Les données détaillées montrent que 64 % des cas enregistrés par les forces de l’ordre relèvent de crimes ou délits, avec une augmentation de 4 % par rapport à l’an passé. En revanche, les contraventions – représentant 36 % du total – ont chuté de 3 %. Cette évolution complexe souligne un équilibre fragile entre violence en profondeur et réactions légales plus modérées.
Les zones touchées sont principalement les grandes agglomérations, dont Paris, où l’intensité des incidents est particulièrement marquée. Les victimes identifiées dans ce contexte sont majoritairement des hommes de moins de 30 ans (70 %), tandis que les auteurs des infractions sont également majoritairement des hommes jeunes (83 %). Selon l’enquête Vécu et ressenti en matière de sécurité, près de 3 % des victimes déposent une plainte officielle, alors que 8 % des personnes confrontées à des violences discriminatoires citent leur orientation sexuelle ou identité de genre comme motif principal.
Le SSMSI rappelle que le gouvernement a récemment signé une charte de prévention des guet-apens homophobes avec des plateformes de rencontres, mais les chiffres montrent que la menace persiste.
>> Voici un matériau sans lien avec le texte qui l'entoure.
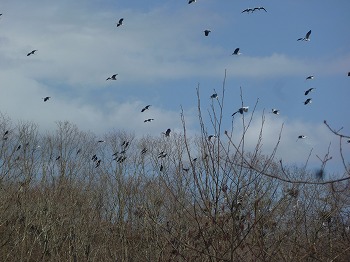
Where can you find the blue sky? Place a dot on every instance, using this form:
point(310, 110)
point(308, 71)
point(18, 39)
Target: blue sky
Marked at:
point(161, 55)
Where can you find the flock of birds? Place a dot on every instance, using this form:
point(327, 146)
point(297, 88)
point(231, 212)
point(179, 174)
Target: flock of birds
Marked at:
point(120, 156)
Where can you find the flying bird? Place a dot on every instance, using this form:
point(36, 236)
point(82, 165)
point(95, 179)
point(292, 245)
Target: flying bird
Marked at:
point(308, 101)
point(241, 110)
point(32, 52)
point(167, 132)
point(145, 108)
point(247, 10)
point(113, 77)
point(259, 8)
point(275, 111)
point(306, 38)
point(206, 32)
point(236, 52)
point(308, 91)
point(120, 22)
point(301, 137)
point(215, 95)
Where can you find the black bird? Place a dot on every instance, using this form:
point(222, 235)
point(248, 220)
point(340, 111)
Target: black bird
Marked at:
point(113, 77)
point(236, 52)
point(247, 10)
point(211, 136)
point(120, 22)
point(308, 101)
point(241, 110)
point(167, 132)
point(301, 137)
point(259, 8)
point(162, 154)
point(310, 77)
point(215, 95)
point(308, 91)
point(206, 32)
point(306, 38)
point(145, 108)
point(275, 111)
point(32, 52)
point(144, 150)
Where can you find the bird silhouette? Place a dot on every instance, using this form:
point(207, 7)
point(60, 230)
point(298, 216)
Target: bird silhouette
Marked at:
point(306, 38)
point(31, 52)
point(310, 77)
point(145, 108)
point(236, 52)
point(308, 101)
point(113, 77)
point(215, 95)
point(301, 137)
point(206, 32)
point(308, 91)
point(247, 10)
point(259, 8)
point(120, 22)
point(275, 111)
point(241, 110)
point(167, 132)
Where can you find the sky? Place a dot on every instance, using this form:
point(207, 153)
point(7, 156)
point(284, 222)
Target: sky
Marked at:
point(161, 57)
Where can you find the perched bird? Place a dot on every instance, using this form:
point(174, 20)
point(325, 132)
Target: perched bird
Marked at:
point(120, 22)
point(236, 52)
point(310, 77)
point(113, 77)
point(301, 137)
point(215, 95)
point(275, 111)
point(308, 101)
point(145, 108)
point(247, 10)
point(167, 132)
point(308, 91)
point(306, 38)
point(206, 32)
point(259, 8)
point(241, 110)
point(32, 52)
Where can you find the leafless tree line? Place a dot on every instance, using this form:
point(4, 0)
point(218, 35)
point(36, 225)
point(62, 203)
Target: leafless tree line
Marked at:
point(65, 196)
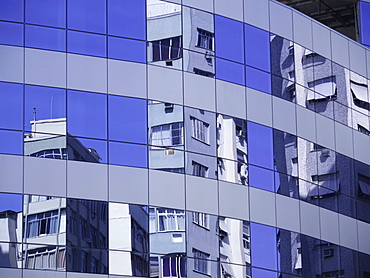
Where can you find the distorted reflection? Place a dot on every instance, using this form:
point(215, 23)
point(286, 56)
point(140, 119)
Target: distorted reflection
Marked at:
point(11, 230)
point(167, 234)
point(235, 248)
point(166, 137)
point(198, 34)
point(128, 231)
point(202, 244)
point(164, 33)
point(232, 149)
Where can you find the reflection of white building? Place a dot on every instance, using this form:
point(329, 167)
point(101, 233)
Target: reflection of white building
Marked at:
point(232, 149)
point(180, 35)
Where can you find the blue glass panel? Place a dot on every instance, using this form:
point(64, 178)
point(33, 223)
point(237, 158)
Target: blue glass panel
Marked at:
point(127, 18)
point(364, 22)
point(46, 12)
point(11, 33)
point(87, 114)
point(11, 142)
point(45, 38)
point(127, 119)
point(87, 15)
point(128, 154)
point(260, 145)
point(11, 106)
point(43, 103)
point(257, 47)
point(125, 49)
point(261, 178)
point(90, 150)
point(11, 202)
point(12, 10)
point(263, 246)
point(258, 80)
point(230, 71)
point(229, 43)
point(86, 43)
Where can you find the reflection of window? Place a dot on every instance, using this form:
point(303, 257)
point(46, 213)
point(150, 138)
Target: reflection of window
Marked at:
point(167, 135)
point(201, 219)
point(167, 49)
point(199, 170)
point(205, 39)
point(200, 130)
point(200, 261)
point(174, 266)
point(42, 224)
point(171, 220)
point(46, 259)
point(54, 153)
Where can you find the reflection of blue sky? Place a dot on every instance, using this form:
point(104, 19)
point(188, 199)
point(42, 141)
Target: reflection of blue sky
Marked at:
point(263, 246)
point(11, 108)
point(87, 114)
point(261, 178)
point(50, 103)
point(10, 202)
point(260, 145)
point(127, 119)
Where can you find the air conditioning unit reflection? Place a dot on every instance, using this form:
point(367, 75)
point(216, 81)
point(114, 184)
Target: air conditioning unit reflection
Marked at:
point(169, 152)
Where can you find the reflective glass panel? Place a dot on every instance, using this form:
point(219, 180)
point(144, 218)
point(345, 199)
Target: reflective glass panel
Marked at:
point(230, 71)
point(127, 18)
point(260, 145)
point(127, 119)
point(126, 49)
point(11, 106)
point(87, 15)
point(50, 13)
point(87, 114)
point(229, 41)
point(257, 47)
point(12, 33)
point(87, 44)
point(45, 38)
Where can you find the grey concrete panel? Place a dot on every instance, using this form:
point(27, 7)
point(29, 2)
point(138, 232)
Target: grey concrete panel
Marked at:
point(321, 40)
point(199, 92)
point(46, 68)
point(44, 176)
point(306, 123)
point(281, 20)
point(310, 219)
point(231, 99)
point(127, 79)
point(87, 73)
point(262, 206)
point(339, 49)
point(128, 185)
point(325, 132)
point(166, 189)
point(11, 66)
point(348, 232)
point(256, 13)
point(201, 195)
point(233, 200)
point(287, 213)
point(343, 139)
point(284, 115)
point(230, 8)
point(87, 180)
point(302, 30)
point(165, 84)
point(11, 173)
point(329, 226)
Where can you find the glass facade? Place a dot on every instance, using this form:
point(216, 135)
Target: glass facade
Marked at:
point(158, 138)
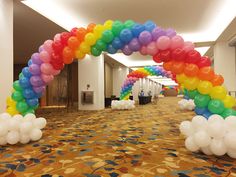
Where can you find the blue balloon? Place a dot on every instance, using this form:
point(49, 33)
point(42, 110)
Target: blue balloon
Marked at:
point(137, 29)
point(149, 25)
point(26, 72)
point(200, 111)
point(117, 43)
point(126, 35)
point(111, 49)
point(30, 62)
point(32, 102)
point(24, 82)
point(29, 93)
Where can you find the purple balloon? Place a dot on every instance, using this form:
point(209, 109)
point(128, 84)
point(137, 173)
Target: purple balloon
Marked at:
point(36, 59)
point(170, 32)
point(145, 37)
point(36, 81)
point(134, 45)
point(126, 50)
point(157, 32)
point(35, 69)
point(40, 89)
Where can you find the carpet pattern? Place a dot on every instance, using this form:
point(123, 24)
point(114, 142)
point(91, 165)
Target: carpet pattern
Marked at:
point(144, 142)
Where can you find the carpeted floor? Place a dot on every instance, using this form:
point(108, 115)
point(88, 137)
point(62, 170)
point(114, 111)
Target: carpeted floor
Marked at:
point(144, 142)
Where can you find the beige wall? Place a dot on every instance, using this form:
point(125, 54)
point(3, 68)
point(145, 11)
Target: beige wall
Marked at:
point(108, 81)
point(6, 51)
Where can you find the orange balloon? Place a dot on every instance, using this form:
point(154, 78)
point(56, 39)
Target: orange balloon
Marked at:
point(217, 80)
point(81, 32)
point(206, 73)
point(177, 67)
point(68, 55)
point(167, 65)
point(191, 70)
point(73, 42)
point(90, 27)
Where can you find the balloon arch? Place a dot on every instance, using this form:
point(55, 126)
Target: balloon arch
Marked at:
point(192, 70)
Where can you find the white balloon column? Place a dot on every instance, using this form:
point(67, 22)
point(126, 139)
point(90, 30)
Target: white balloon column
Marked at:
point(213, 136)
point(20, 129)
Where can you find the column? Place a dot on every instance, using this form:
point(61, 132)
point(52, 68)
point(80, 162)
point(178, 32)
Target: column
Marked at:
point(6, 51)
point(224, 64)
point(91, 72)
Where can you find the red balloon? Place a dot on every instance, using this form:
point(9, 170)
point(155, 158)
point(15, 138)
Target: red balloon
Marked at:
point(204, 61)
point(178, 54)
point(193, 56)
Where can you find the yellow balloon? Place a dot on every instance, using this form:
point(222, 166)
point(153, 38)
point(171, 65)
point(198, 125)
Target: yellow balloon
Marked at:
point(84, 48)
point(108, 24)
point(181, 78)
point(90, 39)
point(191, 83)
point(218, 92)
point(229, 101)
point(79, 55)
point(204, 87)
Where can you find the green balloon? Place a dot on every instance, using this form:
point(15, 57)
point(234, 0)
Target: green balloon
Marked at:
point(228, 112)
point(201, 101)
point(192, 93)
point(216, 106)
point(100, 45)
point(129, 23)
point(17, 96)
point(117, 27)
point(17, 86)
point(107, 36)
point(95, 52)
point(22, 106)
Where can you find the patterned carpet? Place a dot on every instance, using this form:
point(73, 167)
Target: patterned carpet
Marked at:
point(144, 142)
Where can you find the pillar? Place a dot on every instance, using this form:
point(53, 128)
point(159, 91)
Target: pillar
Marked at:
point(6, 51)
point(91, 72)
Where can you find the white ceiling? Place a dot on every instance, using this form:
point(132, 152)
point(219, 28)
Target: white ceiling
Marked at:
point(199, 21)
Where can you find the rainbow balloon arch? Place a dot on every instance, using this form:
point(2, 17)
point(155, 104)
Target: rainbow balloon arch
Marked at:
point(185, 65)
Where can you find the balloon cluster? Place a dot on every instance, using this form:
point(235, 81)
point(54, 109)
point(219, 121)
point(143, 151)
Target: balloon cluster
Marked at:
point(20, 129)
point(213, 136)
point(138, 74)
point(186, 104)
point(122, 104)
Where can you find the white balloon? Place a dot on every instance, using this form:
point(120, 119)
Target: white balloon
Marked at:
point(39, 123)
point(3, 128)
point(218, 147)
point(190, 144)
point(26, 127)
point(13, 125)
point(216, 129)
point(24, 139)
point(201, 138)
point(206, 150)
point(186, 128)
point(231, 123)
point(35, 134)
point(232, 153)
point(199, 123)
point(13, 137)
point(3, 140)
point(230, 140)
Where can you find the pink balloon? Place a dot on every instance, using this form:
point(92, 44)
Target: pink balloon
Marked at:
point(44, 56)
point(46, 68)
point(163, 42)
point(152, 49)
point(188, 46)
point(47, 78)
point(176, 42)
point(143, 50)
point(48, 46)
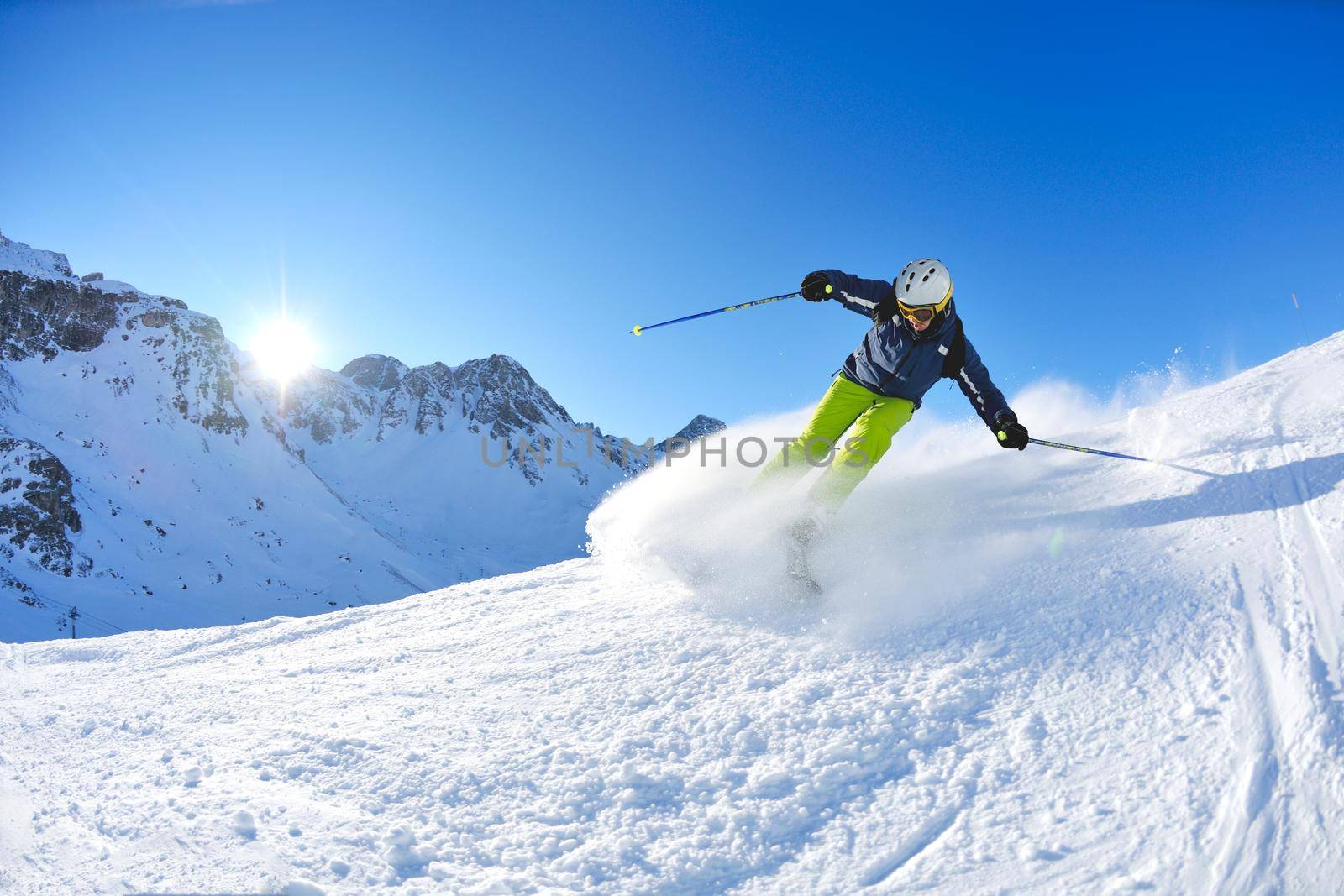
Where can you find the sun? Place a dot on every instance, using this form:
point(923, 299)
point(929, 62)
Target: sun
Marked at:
point(282, 349)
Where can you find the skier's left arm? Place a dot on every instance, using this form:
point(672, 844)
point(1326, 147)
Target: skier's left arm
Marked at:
point(859, 295)
point(990, 403)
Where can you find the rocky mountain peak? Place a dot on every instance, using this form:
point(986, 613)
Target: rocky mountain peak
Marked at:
point(380, 372)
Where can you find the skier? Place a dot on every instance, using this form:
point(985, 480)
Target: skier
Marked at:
point(916, 338)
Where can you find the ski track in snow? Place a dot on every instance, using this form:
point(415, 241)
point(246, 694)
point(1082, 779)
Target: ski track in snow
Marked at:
point(1131, 683)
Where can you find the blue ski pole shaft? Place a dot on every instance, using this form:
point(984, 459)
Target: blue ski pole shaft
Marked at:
point(638, 331)
point(1126, 457)
point(1079, 448)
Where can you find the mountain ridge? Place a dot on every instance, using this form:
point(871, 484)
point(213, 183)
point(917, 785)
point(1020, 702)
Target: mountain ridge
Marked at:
point(118, 405)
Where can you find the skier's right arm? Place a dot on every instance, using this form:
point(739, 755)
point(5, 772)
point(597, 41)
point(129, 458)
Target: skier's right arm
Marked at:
point(857, 293)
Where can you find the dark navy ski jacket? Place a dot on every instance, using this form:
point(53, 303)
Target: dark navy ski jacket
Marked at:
point(897, 362)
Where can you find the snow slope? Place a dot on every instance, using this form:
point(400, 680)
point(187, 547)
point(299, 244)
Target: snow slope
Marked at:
point(152, 477)
point(1035, 672)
Ce rapport intervient quelques jours avant la Journée internationale contre l’homophobie, la transphobie et la biphobie, le 17 mai.
En 2024, près de 4 800 infractions avaient été enregistrées, ce qui indique une évolution continue malgré les efforts de prévention. Les chiffres mettent en évidence l’urgence croissante de renforcer les protections pour les minorités face à un climat de tension social.